Whether or not Oracle has certified on such systems is up to Oracle.
I was just correcting your earlier, substantially inaccurate claim:
I like Linux, the software, just fine.
What I don’t like is listening to all the theological arguments over the GPL. Where I timed out on the issue was when Linus switched the version control system from CVS over to BitKeeper. The crap that the Linux mob gave McVoy was repugnant. So let’s put it this way: Much like some of the BS that comes with using a Mac, it isn’t the OS or hardware that I don’t like. It is the people that it attracts that I cannot tolerate.
From that perspective, I much prefer the BSD licenses. And truth be told, I like the FreeBSD way of dividing up the work and responsibility - it results in more useful work being done.
When I made the remark of supporting 64 CPU’s, I should have made it more clear that was in the context of supporting Oracle, as Solaris has been doing for Oracle. There’s a lot more to running Oracle and a major database than most Linux advocates would like to admit. (there’s a lot more to commercial applications than most of the Free Software mob would like to admit - but theirs is an epistemological aversion to profit, so they’re consistent). The Linux development mob loves to fiddle with stuff in the kernel - and since they’re not being paid, they’re certainly free to spend their time any way they wish.
However, for a large IT environment running a DBMS, there’s plenty more that has to be there than just a slick kernel. The job ain’t done until the data has been put onto disk.
This is why IBM and Fujitsu continue to ship mainframe iron that is still compatible with software written 40 years ago. That’s why a big piece of Sun’s product line is their storage systems.
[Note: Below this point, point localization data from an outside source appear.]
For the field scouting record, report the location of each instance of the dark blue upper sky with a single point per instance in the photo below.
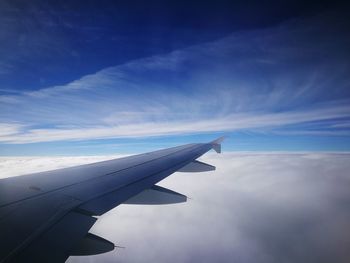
(78, 75)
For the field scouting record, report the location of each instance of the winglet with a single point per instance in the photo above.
(216, 144)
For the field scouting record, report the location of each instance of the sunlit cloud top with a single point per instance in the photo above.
(288, 79)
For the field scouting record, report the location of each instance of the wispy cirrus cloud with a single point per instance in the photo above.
(249, 80)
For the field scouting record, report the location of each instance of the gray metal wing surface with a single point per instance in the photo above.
(46, 217)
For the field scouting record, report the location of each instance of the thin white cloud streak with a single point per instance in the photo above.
(232, 122)
(248, 80)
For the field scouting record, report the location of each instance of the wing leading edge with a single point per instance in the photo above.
(45, 217)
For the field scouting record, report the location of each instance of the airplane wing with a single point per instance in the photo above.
(46, 217)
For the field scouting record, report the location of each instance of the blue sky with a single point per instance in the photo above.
(93, 77)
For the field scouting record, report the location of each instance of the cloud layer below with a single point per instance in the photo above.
(259, 207)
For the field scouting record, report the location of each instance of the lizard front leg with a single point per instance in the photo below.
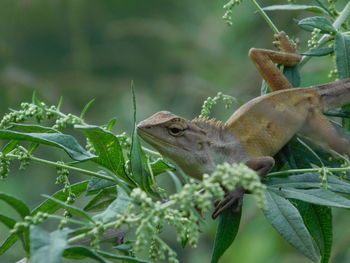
(264, 60)
(234, 200)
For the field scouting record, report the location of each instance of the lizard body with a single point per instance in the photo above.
(257, 130)
(261, 127)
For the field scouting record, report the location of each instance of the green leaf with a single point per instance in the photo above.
(110, 124)
(315, 196)
(33, 128)
(102, 200)
(49, 206)
(9, 147)
(286, 219)
(8, 243)
(311, 8)
(338, 113)
(115, 208)
(122, 258)
(318, 52)
(159, 166)
(45, 245)
(138, 161)
(299, 156)
(8, 221)
(71, 209)
(342, 58)
(83, 252)
(342, 55)
(16, 204)
(66, 142)
(320, 22)
(293, 75)
(87, 106)
(318, 219)
(108, 149)
(309, 180)
(226, 233)
(96, 183)
(264, 89)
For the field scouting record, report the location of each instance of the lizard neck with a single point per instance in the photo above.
(224, 146)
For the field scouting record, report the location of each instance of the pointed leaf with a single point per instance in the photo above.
(318, 220)
(108, 149)
(50, 206)
(71, 209)
(293, 75)
(138, 161)
(286, 219)
(96, 183)
(8, 221)
(115, 208)
(25, 127)
(9, 147)
(159, 166)
(102, 200)
(87, 106)
(311, 8)
(318, 52)
(8, 243)
(226, 233)
(342, 55)
(320, 22)
(315, 196)
(83, 252)
(122, 258)
(45, 245)
(66, 142)
(310, 180)
(16, 204)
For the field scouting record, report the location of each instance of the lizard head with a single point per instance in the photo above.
(179, 140)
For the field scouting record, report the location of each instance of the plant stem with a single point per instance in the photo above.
(72, 168)
(343, 16)
(266, 18)
(68, 219)
(310, 170)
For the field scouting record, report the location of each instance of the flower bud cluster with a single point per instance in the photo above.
(315, 36)
(227, 17)
(231, 175)
(124, 140)
(29, 220)
(66, 120)
(4, 166)
(23, 156)
(210, 102)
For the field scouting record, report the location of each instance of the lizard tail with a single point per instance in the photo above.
(335, 94)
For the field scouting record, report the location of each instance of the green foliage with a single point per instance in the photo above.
(296, 198)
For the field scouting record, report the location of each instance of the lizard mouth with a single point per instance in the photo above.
(153, 140)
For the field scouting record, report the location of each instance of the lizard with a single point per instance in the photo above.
(257, 130)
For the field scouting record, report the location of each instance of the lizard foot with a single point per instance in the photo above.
(232, 201)
(284, 44)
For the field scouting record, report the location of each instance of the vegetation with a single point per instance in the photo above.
(120, 177)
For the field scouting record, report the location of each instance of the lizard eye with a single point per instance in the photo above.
(175, 131)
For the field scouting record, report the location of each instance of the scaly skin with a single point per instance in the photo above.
(257, 130)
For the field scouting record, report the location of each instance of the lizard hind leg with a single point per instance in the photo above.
(264, 60)
(321, 130)
(233, 200)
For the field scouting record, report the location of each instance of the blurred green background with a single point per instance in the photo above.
(177, 53)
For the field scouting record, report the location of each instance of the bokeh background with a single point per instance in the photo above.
(177, 53)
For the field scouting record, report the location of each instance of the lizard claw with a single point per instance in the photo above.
(283, 43)
(233, 201)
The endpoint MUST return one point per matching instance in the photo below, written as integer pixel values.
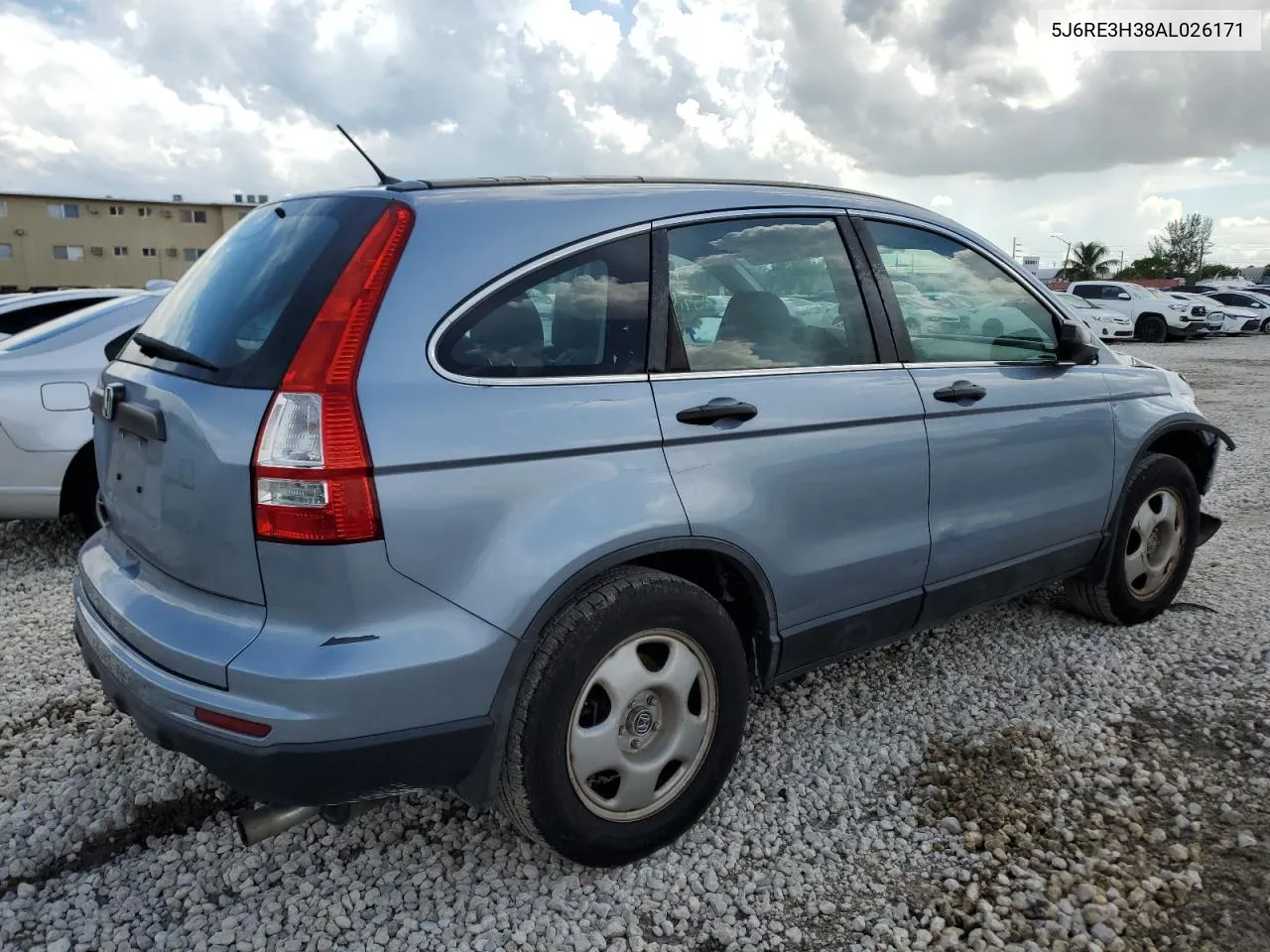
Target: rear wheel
(1152, 548)
(79, 493)
(1151, 329)
(629, 719)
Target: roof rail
(434, 184)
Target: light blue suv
(518, 488)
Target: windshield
(1074, 301)
(64, 324)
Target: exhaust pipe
(259, 824)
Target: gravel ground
(1020, 779)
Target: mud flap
(1207, 527)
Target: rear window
(246, 303)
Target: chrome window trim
(953, 365)
(511, 277)
(1007, 266)
(772, 211)
(775, 371)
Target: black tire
(81, 493)
(536, 788)
(1151, 329)
(1110, 598)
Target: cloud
(912, 98)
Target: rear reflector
(312, 470)
(238, 725)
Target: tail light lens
(312, 471)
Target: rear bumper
(289, 774)
(370, 683)
(31, 484)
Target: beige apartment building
(68, 241)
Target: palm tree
(1087, 261)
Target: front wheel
(1152, 548)
(629, 719)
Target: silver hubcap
(1155, 544)
(642, 725)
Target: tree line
(1182, 252)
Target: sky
(953, 104)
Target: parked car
(24, 311)
(46, 429)
(1155, 318)
(1103, 321)
(368, 532)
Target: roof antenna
(384, 179)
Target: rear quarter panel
(1141, 400)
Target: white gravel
(1021, 779)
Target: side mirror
(1078, 344)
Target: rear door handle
(715, 411)
(960, 390)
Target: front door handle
(960, 390)
(716, 411)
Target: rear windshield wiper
(153, 347)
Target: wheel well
(734, 587)
(81, 467)
(1191, 447)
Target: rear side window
(27, 317)
(583, 316)
(246, 303)
(754, 294)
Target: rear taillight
(312, 471)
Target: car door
(1021, 447)
(789, 428)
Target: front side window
(765, 294)
(961, 306)
(583, 316)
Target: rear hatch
(180, 409)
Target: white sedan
(48, 468)
(1105, 322)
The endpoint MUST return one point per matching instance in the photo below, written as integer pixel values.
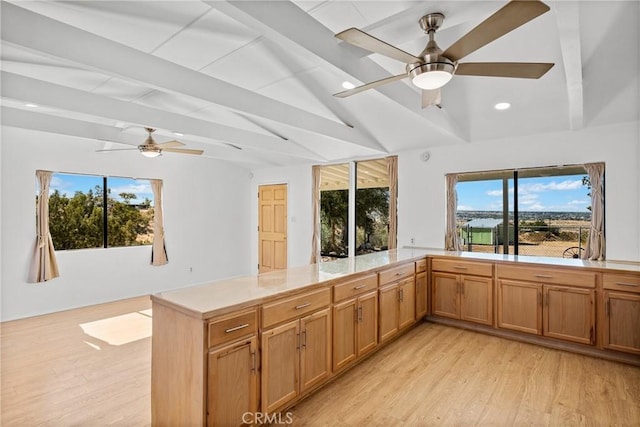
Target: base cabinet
(295, 357)
(232, 383)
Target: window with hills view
(547, 211)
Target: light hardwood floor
(91, 367)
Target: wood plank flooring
(91, 367)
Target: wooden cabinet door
(344, 332)
(476, 299)
(407, 303)
(622, 321)
(367, 327)
(315, 348)
(520, 306)
(232, 383)
(421, 295)
(280, 365)
(388, 299)
(445, 295)
(569, 314)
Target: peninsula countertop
(207, 299)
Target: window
(538, 211)
(89, 211)
(369, 208)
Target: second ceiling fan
(433, 68)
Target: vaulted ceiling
(251, 82)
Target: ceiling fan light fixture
(432, 75)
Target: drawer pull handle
(635, 285)
(236, 328)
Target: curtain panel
(44, 265)
(315, 206)
(451, 238)
(595, 248)
(158, 249)
(392, 171)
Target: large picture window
(538, 211)
(90, 211)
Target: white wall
(421, 187)
(207, 225)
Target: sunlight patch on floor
(121, 329)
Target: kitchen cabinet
(462, 290)
(555, 303)
(296, 355)
(621, 320)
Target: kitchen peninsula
(261, 343)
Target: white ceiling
(252, 82)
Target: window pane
(554, 215)
(334, 211)
(372, 206)
(129, 212)
(75, 211)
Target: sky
(68, 184)
(542, 194)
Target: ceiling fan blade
(183, 151)
(511, 16)
(431, 98)
(523, 70)
(371, 85)
(366, 41)
(170, 144)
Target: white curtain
(44, 265)
(392, 171)
(451, 238)
(315, 206)
(594, 249)
(158, 250)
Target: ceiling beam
(568, 20)
(33, 31)
(288, 25)
(60, 97)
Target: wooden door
(445, 295)
(232, 383)
(367, 336)
(388, 315)
(569, 314)
(272, 227)
(622, 321)
(520, 306)
(421, 295)
(315, 349)
(344, 333)
(476, 299)
(407, 300)
(280, 365)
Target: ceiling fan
(433, 68)
(150, 148)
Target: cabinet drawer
(397, 273)
(621, 282)
(234, 326)
(294, 307)
(354, 287)
(462, 267)
(570, 277)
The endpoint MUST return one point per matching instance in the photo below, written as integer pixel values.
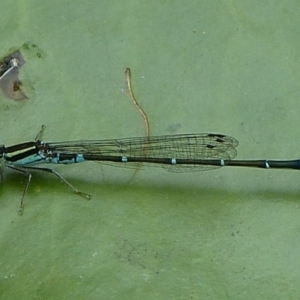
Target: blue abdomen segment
(65, 158)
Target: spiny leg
(83, 194)
(21, 210)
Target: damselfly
(175, 153)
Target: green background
(228, 67)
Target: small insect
(9, 76)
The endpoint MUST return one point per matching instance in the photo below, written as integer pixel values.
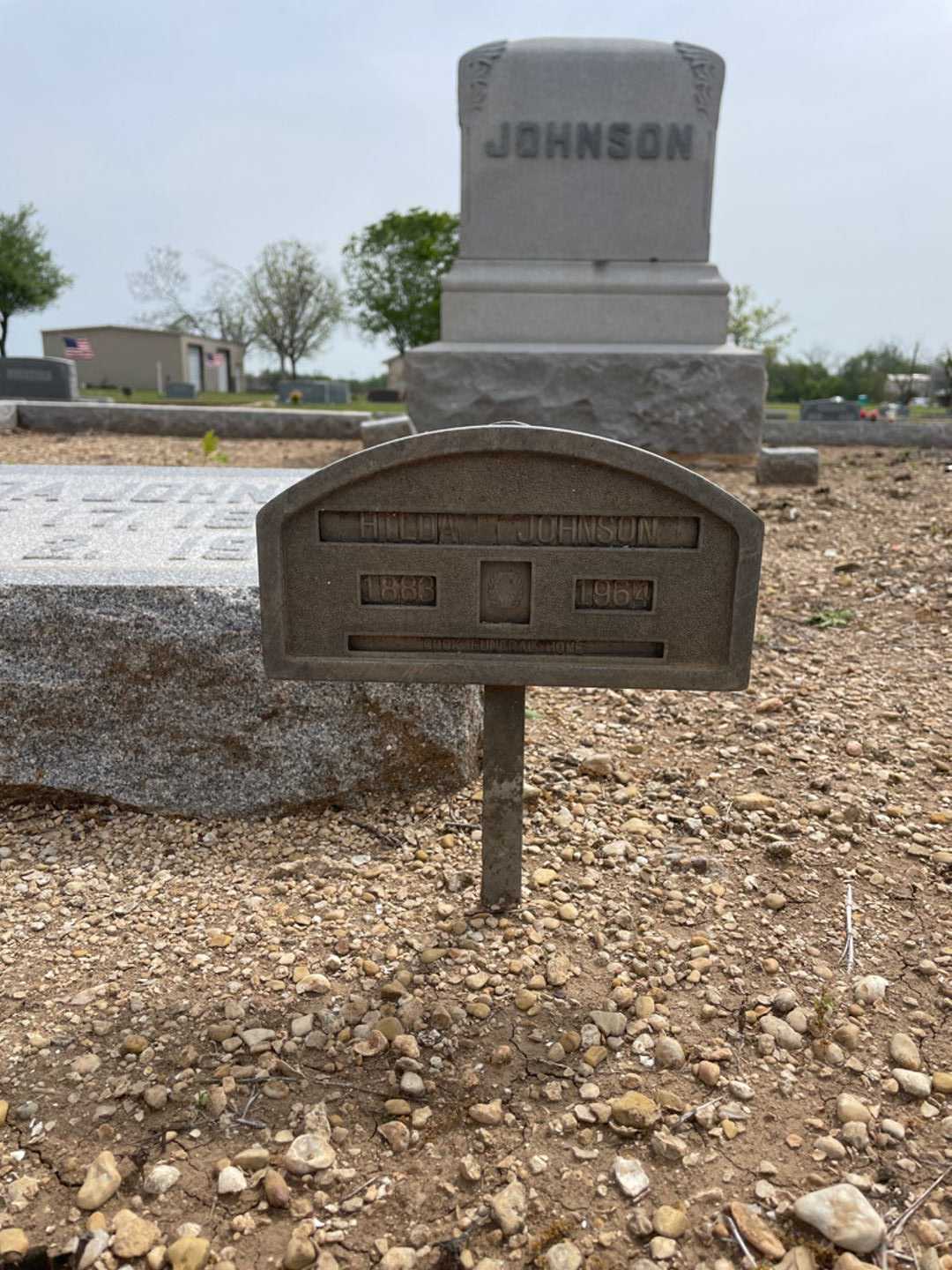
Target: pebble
(13, 1243)
(487, 1113)
(871, 989)
(918, 1085)
(135, 1236)
(86, 1065)
(231, 1181)
(562, 1256)
(412, 1085)
(755, 1229)
(631, 1177)
(188, 1252)
(101, 1181)
(395, 1134)
(160, 1179)
(904, 1052)
(398, 1259)
(253, 1159)
(608, 1022)
(784, 1034)
(755, 802)
(635, 1110)
(850, 1108)
(844, 1215)
(709, 1073)
(276, 1189)
(300, 1252)
(669, 1054)
(94, 1249)
(668, 1221)
(508, 1206)
(308, 1154)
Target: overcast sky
(219, 127)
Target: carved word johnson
(478, 528)
(591, 141)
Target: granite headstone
(41, 378)
(829, 407)
(583, 295)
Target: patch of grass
(265, 400)
(831, 617)
(211, 449)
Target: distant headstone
(131, 664)
(40, 378)
(508, 556)
(583, 295)
(788, 465)
(829, 407)
(184, 392)
(391, 427)
(303, 392)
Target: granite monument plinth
(829, 407)
(130, 657)
(788, 465)
(310, 392)
(587, 183)
(38, 378)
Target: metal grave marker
(509, 556)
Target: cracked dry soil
(188, 993)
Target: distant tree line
(287, 303)
(818, 374)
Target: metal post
(502, 738)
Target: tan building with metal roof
(147, 360)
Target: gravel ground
(300, 1042)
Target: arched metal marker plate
(509, 556)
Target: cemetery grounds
(193, 997)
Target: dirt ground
(346, 1064)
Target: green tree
(29, 277)
(800, 381)
(755, 325)
(392, 271)
(866, 371)
(294, 303)
(224, 311)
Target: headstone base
(788, 465)
(671, 399)
(391, 427)
(584, 302)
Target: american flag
(78, 348)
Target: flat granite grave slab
(131, 657)
(190, 421)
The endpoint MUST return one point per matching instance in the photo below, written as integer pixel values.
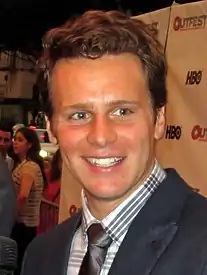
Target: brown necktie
(98, 243)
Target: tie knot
(97, 236)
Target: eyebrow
(112, 103)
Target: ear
(160, 124)
(52, 138)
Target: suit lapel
(153, 228)
(62, 245)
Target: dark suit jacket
(168, 237)
(8, 208)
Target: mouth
(104, 162)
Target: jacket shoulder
(50, 246)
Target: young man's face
(104, 123)
(5, 141)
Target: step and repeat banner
(182, 29)
(185, 143)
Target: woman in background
(52, 193)
(29, 179)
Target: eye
(80, 116)
(122, 112)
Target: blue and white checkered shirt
(116, 224)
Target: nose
(102, 132)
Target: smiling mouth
(105, 162)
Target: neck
(102, 207)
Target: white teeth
(104, 162)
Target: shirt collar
(149, 185)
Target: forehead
(103, 77)
(5, 134)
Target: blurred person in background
(29, 179)
(54, 172)
(6, 135)
(8, 204)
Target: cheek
(69, 138)
(135, 134)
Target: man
(6, 135)
(7, 200)
(107, 81)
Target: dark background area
(23, 22)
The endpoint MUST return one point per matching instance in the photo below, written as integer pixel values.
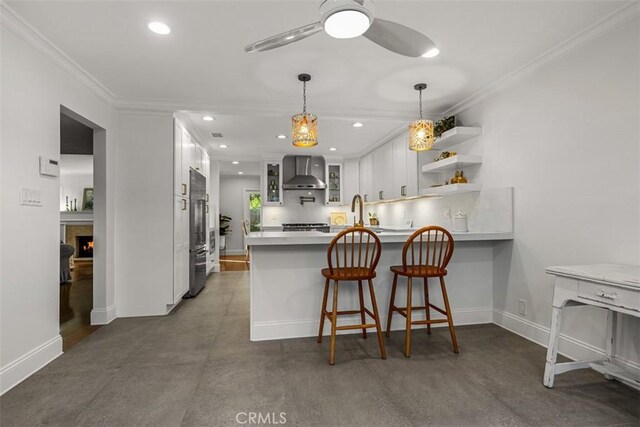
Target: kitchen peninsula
(286, 284)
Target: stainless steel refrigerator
(197, 233)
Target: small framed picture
(87, 199)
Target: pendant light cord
(304, 97)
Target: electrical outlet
(522, 307)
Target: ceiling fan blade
(285, 38)
(399, 38)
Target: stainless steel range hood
(303, 173)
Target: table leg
(612, 328)
(552, 350)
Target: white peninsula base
(286, 285)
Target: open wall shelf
(455, 136)
(445, 190)
(452, 163)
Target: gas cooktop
(306, 226)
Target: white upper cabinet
(350, 179)
(335, 180)
(271, 180)
(405, 169)
(383, 173)
(366, 177)
(177, 160)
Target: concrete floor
(197, 367)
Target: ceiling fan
(345, 19)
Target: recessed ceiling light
(431, 53)
(346, 24)
(159, 28)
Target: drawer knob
(601, 293)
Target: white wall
(34, 86)
(144, 274)
(232, 203)
(566, 138)
(215, 208)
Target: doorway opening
(251, 221)
(77, 225)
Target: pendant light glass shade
(421, 134)
(304, 126)
(304, 130)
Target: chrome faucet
(358, 198)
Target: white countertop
(318, 238)
(628, 275)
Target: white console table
(610, 286)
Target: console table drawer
(610, 295)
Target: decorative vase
(459, 178)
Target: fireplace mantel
(84, 217)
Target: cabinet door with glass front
(272, 183)
(333, 175)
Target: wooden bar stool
(352, 256)
(425, 254)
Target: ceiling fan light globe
(431, 53)
(346, 24)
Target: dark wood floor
(76, 303)
(233, 263)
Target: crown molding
(264, 110)
(596, 30)
(16, 24)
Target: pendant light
(304, 127)
(421, 136)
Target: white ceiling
(201, 65)
(251, 168)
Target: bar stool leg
(393, 297)
(334, 321)
(407, 332)
(323, 309)
(377, 319)
(449, 317)
(427, 308)
(362, 318)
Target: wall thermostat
(49, 167)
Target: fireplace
(84, 246)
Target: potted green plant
(224, 230)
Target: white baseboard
(262, 331)
(568, 346)
(28, 364)
(103, 316)
(232, 252)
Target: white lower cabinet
(180, 248)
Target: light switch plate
(49, 167)
(30, 196)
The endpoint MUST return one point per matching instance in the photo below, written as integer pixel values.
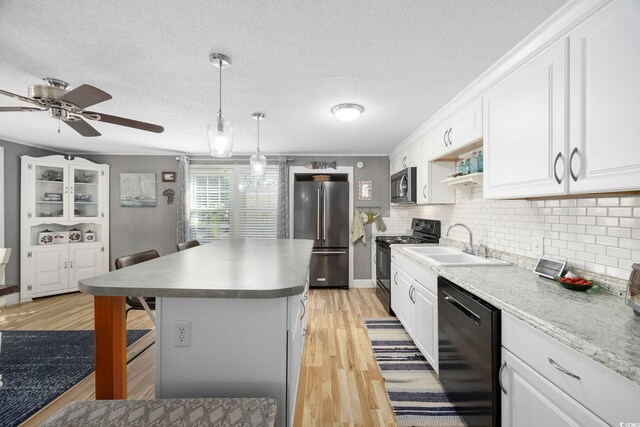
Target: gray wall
(376, 169)
(12, 153)
(138, 229)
For Oracle, their main competition in the largest of database deployments is IBM, and at the high end, they’re competing against z/OS and z9 or z10 series mainframe iron with a similar number of CPU’s on a SMP machine, with software that offers more features than Solaris and a TON more features than Linux. Thousands of CPU’s and tons of GFLOPS don’t enter into the situation - scalability and drop-dead reliability with all the features the database uses/needs, from the CPU all the way down to the disk IO, is the issue for them. From that perspective, it is obvious why Oracle bought up Sun. They have to have Solaris, and for the time being, they need Sun’s server hardware. In the future, they could probably find compliant commodity hardware of the capacity they need in some x86 variant, but they’re going to still want many of the features of Solaris, because it is those features that they’ll need to go up against IBM. In the end, their performance will have to scale based on database transaction performance, not floating point benchmarks.
I’ll grant you that Linux works fine for 1024 or 2048 CPU’s in whatever the latest flavor of atrociously unprofitable floating-point crunch box is. Again, my comments were in the context of scalable Oracle performance.